Agro do RS propõe aos governos federal e estadual ações para enfrentar a seca

A Federação das Cooperativas Agropecuárias do Estado do Rio Grande do Sul (FecoAgro/RS), juntamente com a Federação da Agricultura do Estado do Rio Grande do Sul (Farsul), Federação dos Trabalhadores na Agricultura do Rio Grande do Sul (Fetag/RS), Federação das Associações de Municípios do Rio Grande do Sul (Famurs) e Emater/RS, assinaram documento conjunto pedindo medidas para atenuar o impacto da estiagem no estado. A carta das entidades foi encaminhada aos governos federal e estadual.
Segundo o presidente da FecoAgro/RS, Paulo Pires, o cooperativismo agropecuário do Rio Grande do Sul está muito preocupado com a estiagem que assola o Rio Grande do Sul desde a safra 2019/2020, quando perdeu 31% da produção de milho e 47% da safra de soja. “E agora, em 2020, tivemos a questão do trigo, perdido em um primeiro momento por geada e depois por causa da falta de chuva. Calculamos que, com os dois fatores climáticos, a quebra ultrapasse 30%.”
Conforme o dirigente, a safra de milho já está bastante comprometida. As lavouras plantadas entre agosto e outubro – quando é produzido grande volume no estado, principalmente de milho de sequeiro – já sofreu prejuízos irreversíveis.
“A região das Missões e a região de Santa Rosa, que passam por toda a faixa da região Noroeste do estado, costeando todo o Rio Uruguai, praticamente perderam a safra. Mesmo a chuva que ocorreu agora não tem impacto positivo sobre o milho. Realmente é um problema seríssimo”, salienta Pires, acrescentando que ainda não se pode avaliar os impactos sobre a soja, pois encontra-se na fase inicial do plantio.
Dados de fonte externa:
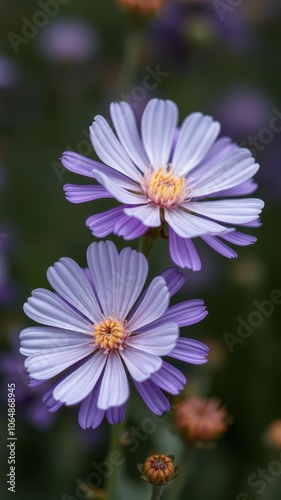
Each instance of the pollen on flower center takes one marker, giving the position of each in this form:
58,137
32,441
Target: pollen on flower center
163,188
110,334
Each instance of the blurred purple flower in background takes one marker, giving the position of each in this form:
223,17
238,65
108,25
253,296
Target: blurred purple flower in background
100,321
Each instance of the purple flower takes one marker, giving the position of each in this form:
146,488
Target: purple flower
169,177
98,327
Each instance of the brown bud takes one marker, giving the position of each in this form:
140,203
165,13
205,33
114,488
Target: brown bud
158,469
Entre as propostas apresentadas, está a verificação do Proagro. O presidente da FecoAgro/RS assinala que estas vistorias devem ser feitas com a maior agilidade possível e que o produtor que tenha mais de 60% de prejuízo consolidado possa implantar outra cultura quando chover, ou outro plantio de milho, já que ainda dá tempo, ou soja ou feijão, pois o agricultor não pode ficar sem renda. Para os produtores de proteína animal também foi proposta a disponibilidade de compra de milho balcão para a composição da ração.
Uma questão importante, de acordo com Pires, é o incentivo à irrigação para dar segurança ao produtor. “O produtor não pode conviver com esta incerteza que o clima do Rio Grande do Sul nos apresenta. Temos chuvas suficientes, mas elas são mal distribuídas. É um lugar perfeito para nós implantarmos a irrigação. Mas para que ela se torne mais importante e participativa algumas questões precisam ter acordo, ter uma evolução convergente.”
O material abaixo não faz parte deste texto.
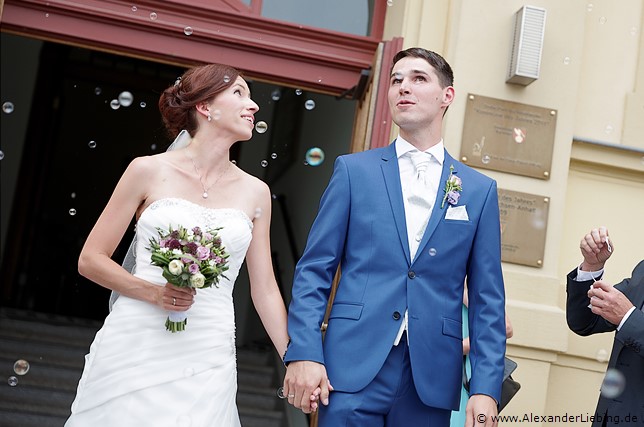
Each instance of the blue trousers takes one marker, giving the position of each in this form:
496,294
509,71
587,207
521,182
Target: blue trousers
390,400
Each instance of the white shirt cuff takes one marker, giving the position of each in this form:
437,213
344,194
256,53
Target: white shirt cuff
628,313
583,276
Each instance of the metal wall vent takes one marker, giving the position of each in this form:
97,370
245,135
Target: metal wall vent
527,45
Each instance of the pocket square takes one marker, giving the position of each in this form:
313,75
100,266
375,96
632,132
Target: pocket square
457,213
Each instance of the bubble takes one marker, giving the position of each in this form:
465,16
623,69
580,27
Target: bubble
602,355
261,127
184,421
314,156
613,384
126,98
21,367
7,107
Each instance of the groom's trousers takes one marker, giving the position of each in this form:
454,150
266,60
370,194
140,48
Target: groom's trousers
390,400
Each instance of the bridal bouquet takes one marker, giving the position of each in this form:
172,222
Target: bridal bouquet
189,258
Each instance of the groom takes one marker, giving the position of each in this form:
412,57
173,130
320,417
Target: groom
408,224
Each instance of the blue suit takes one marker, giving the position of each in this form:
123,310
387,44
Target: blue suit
361,226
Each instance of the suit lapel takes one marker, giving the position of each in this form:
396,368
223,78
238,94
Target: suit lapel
391,174
437,212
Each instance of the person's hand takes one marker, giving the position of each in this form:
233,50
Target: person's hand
305,383
608,302
480,411
174,298
596,247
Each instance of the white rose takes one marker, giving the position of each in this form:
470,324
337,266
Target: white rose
197,280
175,267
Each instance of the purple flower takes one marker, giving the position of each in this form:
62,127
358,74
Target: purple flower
203,253
191,248
452,197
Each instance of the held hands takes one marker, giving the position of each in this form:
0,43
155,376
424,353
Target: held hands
305,384
596,248
608,302
481,411
174,298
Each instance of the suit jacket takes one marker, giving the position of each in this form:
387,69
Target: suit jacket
627,355
361,225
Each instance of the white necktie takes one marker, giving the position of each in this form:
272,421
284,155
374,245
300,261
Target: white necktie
419,201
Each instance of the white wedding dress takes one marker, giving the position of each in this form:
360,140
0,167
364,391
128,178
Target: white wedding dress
138,374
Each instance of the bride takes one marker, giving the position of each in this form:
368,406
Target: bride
137,373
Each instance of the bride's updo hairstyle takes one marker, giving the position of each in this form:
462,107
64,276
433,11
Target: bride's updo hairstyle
199,84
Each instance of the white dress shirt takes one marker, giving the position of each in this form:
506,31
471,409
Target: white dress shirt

Entre as questões apontadas pelo dirigente, estão a agilidade das licenças ambientais e a isenção de tributos, já que os equipamentos pagam 7% de ICMS. “Se houvesse um incentivo fiscal nesse sentido, uma área irrigada verticaliza a produção. Além de diminuir o risco, ela traz um potencial produtivo muito maior e vai gerar imposto para o estado. Em todos os lugares onde houve o crescimento da irrigação, o desenvolvimento das comunidades foi muito maior.”